VII. Fazit und Zusammenfassung

  1. Weil der Bürge nach der Vorstellung des Gesetzgebers nur dann haften soll, wenn der Vermieter durch die Inanspruchnahme des Mieters keine Befriedigung erlangen kann, steht dem Bürgen die sog. Einrede der Vorausklage zu,
  • solange nicht der Vermieter eine Zwangsvollstreckung gegen den Mieter ohne Erfolg versucht hat oder
  • der Vermieter die Möglichkeit hat, durch die Verwertung einer beweglichen Sache des Mieters, an der ihm für die auch durch die Bürgschaft abgesicherte Forderung ein Pfandrecht oder ein Zurückbehaltungsrecht zusteht, Befriedigung zu erlangen.
  1. § 773 BGB regelt, unter welchen Umständen die Einrede der Vorausklage ausgeschlossen ist. Besondere Bedeutung erlangt dabei der Verzicht des Bürgen auf die Einrede der Vorausklage, der insbesondere dann vorliegt, wenn der Bürge sich als Selbstschuldner verbürgt hat.

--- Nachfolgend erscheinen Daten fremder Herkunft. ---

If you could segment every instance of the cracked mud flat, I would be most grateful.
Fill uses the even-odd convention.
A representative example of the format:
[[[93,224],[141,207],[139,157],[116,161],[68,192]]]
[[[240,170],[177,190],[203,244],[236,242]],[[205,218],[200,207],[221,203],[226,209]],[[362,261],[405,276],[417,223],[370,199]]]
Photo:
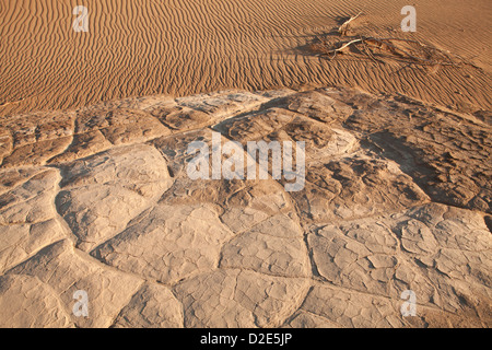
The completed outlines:
[[[304,189],[191,180],[187,147],[212,131],[305,141]],[[344,89],[3,118],[0,326],[490,327],[490,131]]]

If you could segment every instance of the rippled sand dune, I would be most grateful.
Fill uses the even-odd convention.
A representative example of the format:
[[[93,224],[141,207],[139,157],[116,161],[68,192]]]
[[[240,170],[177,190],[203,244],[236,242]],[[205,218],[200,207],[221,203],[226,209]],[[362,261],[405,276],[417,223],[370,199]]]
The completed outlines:
[[[89,9],[89,33],[72,10]],[[413,1],[418,32],[400,31],[407,0],[3,0],[0,115],[75,108],[128,96],[226,88],[359,86],[475,113],[491,107],[490,1]],[[418,38],[476,67],[424,69],[306,50],[364,12],[361,33]]]

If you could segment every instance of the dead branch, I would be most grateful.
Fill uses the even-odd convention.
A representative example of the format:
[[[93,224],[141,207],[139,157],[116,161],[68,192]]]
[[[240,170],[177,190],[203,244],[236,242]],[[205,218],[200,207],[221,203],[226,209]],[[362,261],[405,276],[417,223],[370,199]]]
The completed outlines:
[[[359,19],[363,13],[360,12],[358,15],[351,16],[348,21],[345,21],[339,28],[338,28],[338,33],[341,36],[345,36],[347,32],[349,32],[349,25],[350,23],[352,23],[353,21],[355,21],[356,19]]]

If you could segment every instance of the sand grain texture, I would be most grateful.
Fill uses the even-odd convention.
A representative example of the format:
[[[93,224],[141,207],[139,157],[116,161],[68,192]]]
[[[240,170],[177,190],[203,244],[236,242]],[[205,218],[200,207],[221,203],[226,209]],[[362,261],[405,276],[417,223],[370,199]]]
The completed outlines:
[[[221,89],[359,86],[466,112],[491,109],[488,0],[414,1],[418,32],[402,33],[403,0],[74,0],[0,2],[0,116],[87,106],[129,96]],[[351,15],[356,33],[417,38],[479,68],[408,67],[307,50]],[[1,154],[1,153],[0,153]]]

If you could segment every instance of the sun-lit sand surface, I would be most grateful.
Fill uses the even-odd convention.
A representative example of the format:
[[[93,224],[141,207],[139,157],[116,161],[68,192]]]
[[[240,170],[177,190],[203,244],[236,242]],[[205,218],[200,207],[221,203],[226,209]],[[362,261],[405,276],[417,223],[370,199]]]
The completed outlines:
[[[75,108],[128,96],[185,96],[225,88],[359,86],[476,112],[490,109],[489,0],[413,1],[417,33],[400,31],[407,0],[84,0],[0,3],[0,115]],[[437,71],[308,55],[315,36],[364,11],[364,34],[418,38],[480,69]],[[366,22],[366,24],[364,24]]]
[[[0,2],[0,327],[492,326],[489,0],[82,2]],[[358,35],[458,63],[313,49]]]

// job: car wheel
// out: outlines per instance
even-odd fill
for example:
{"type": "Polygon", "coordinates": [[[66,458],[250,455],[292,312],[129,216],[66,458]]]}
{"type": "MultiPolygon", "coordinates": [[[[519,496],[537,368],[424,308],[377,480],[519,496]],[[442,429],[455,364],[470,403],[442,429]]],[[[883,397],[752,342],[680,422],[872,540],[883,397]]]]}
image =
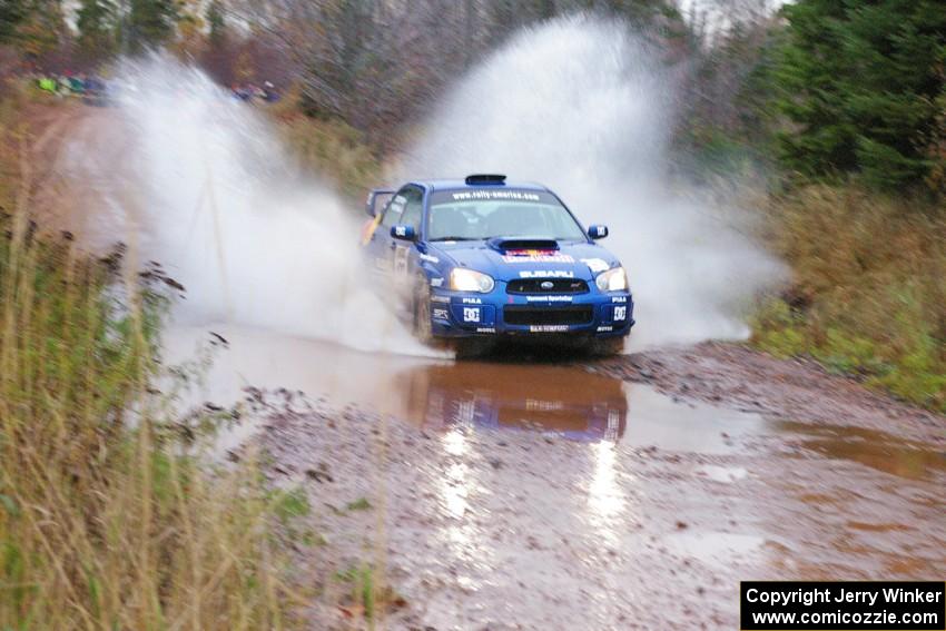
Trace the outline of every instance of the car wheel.
{"type": "Polygon", "coordinates": [[[431,292],[418,288],[414,299],[414,335],[423,344],[432,344],[434,329],[431,325],[431,292]]]}
{"type": "Polygon", "coordinates": [[[604,339],[595,339],[591,346],[591,352],[604,357],[620,355],[624,352],[624,337],[605,337],[604,339]]]}

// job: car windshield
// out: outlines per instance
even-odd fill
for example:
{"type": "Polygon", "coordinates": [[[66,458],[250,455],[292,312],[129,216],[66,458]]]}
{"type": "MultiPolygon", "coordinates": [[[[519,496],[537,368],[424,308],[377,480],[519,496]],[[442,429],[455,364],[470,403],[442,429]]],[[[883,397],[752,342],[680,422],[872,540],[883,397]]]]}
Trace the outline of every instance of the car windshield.
{"type": "Polygon", "coordinates": [[[431,197],[427,240],[492,237],[584,240],[581,226],[554,195],[533,190],[442,190],[431,197]]]}

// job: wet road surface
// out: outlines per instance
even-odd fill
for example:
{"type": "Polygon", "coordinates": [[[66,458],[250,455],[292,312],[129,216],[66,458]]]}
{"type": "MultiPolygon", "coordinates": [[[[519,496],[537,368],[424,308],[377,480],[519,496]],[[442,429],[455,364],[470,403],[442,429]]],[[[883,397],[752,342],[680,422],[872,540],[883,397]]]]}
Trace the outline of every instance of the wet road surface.
{"type": "Polygon", "coordinates": [[[274,394],[260,422],[274,481],[306,489],[328,543],[299,552],[313,628],[358,627],[332,576],[365,562],[404,598],[396,629],[735,629],[739,580],[946,574],[944,444],[896,422],[215,331],[230,346],[201,397],[317,400],[274,394]]]}

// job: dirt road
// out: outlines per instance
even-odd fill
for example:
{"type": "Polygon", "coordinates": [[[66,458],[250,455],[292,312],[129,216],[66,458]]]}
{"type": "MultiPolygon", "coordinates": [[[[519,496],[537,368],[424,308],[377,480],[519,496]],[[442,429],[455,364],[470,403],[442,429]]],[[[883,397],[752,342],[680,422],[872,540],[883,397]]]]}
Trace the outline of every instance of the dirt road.
{"type": "Polygon", "coordinates": [[[313,629],[365,624],[365,564],[398,594],[392,629],[735,629],[741,579],[946,574],[946,420],[811,365],[717,344],[562,366],[224,335],[207,396],[288,388],[264,395],[258,435],[326,539],[298,552],[313,629]]]}
{"type": "MultiPolygon", "coordinates": [[[[378,625],[436,630],[736,629],[741,579],[946,575],[946,418],[814,365],[723,344],[454,363],[213,328],[230,344],[195,402],[259,388],[219,448],[262,444],[307,495],[313,629],[367,625],[365,568],[378,625]]],[[[206,335],[171,332],[170,358],[206,335]]]]}

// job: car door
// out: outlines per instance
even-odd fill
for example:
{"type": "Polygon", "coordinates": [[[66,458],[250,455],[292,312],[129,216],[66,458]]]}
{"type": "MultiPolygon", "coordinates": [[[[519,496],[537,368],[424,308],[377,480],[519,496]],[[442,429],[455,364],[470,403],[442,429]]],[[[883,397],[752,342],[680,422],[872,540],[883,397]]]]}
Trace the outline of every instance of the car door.
{"type": "MultiPolygon", "coordinates": [[[[401,218],[395,225],[411,226],[414,228],[416,238],[421,236],[421,216],[424,210],[424,191],[415,186],[405,187],[404,210],[401,213],[401,218]]],[[[388,233],[391,228],[388,228],[388,233]]],[[[414,277],[414,269],[417,264],[417,245],[416,241],[405,241],[403,239],[391,239],[392,260],[391,269],[394,274],[395,284],[398,288],[408,285],[414,277]]]]}
{"type": "Polygon", "coordinates": [[[406,223],[413,226],[415,231],[420,231],[423,199],[423,190],[420,187],[407,185],[401,188],[387,204],[377,228],[367,243],[376,270],[395,278],[408,274],[410,254],[414,249],[414,244],[393,238],[391,228],[406,223]]]}

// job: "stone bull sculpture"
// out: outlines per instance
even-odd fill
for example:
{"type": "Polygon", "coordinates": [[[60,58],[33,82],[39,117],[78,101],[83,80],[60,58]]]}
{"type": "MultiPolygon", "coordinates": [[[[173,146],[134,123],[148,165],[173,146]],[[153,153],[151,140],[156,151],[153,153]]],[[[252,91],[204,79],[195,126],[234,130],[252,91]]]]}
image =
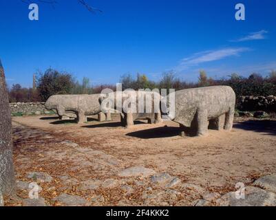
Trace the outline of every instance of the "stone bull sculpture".
{"type": "Polygon", "coordinates": [[[175,109],[169,116],[180,126],[194,129],[198,136],[202,136],[206,135],[209,124],[217,130],[231,130],[235,104],[235,94],[230,87],[184,89],[175,93],[175,109]]]}
{"type": "Polygon", "coordinates": [[[45,107],[56,110],[62,117],[77,118],[78,123],[86,122],[87,116],[98,114],[100,121],[111,120],[109,111],[105,116],[100,111],[98,102],[100,94],[94,95],[56,95],[48,98],[45,107]]]}
{"type": "Polygon", "coordinates": [[[160,110],[160,95],[156,92],[125,91],[103,95],[99,102],[104,111],[110,109],[119,111],[122,126],[129,127],[138,118],[147,118],[149,123],[162,122],[160,110]],[[142,102],[143,104],[141,104],[142,102]],[[117,106],[118,103],[120,103],[119,106],[117,106]]]}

  1. Der Bürge muss die Einrede der Vorausklage durch eine Erklärung, die dem Vermieter zugehen muss, erheben.
  1. Steht dem Bürgen die Einrede der Vorausklage zu und hat er sie wirksam erhoben, hat dies zur Folge, dass der Anspruch des Vermieters gegen den Bürgen nicht durchsetzbar ist. Entfallen die Voraussetzungen für die Einrede, kann der Vermieter den Bürgen wieder in Anspruch nehmen.
  1. Außerdem ist, wenn der Bürge die Einrede der Vorausklage erhebt, die Verjährung des Anspruchs des Vermieters gegen den Bürgen von diesem Zeitpunkt an solange gehemmt, bis der Vermieter eine Zwangsvollstreckung gegen den Mieter ohne Erfolg versucht hat.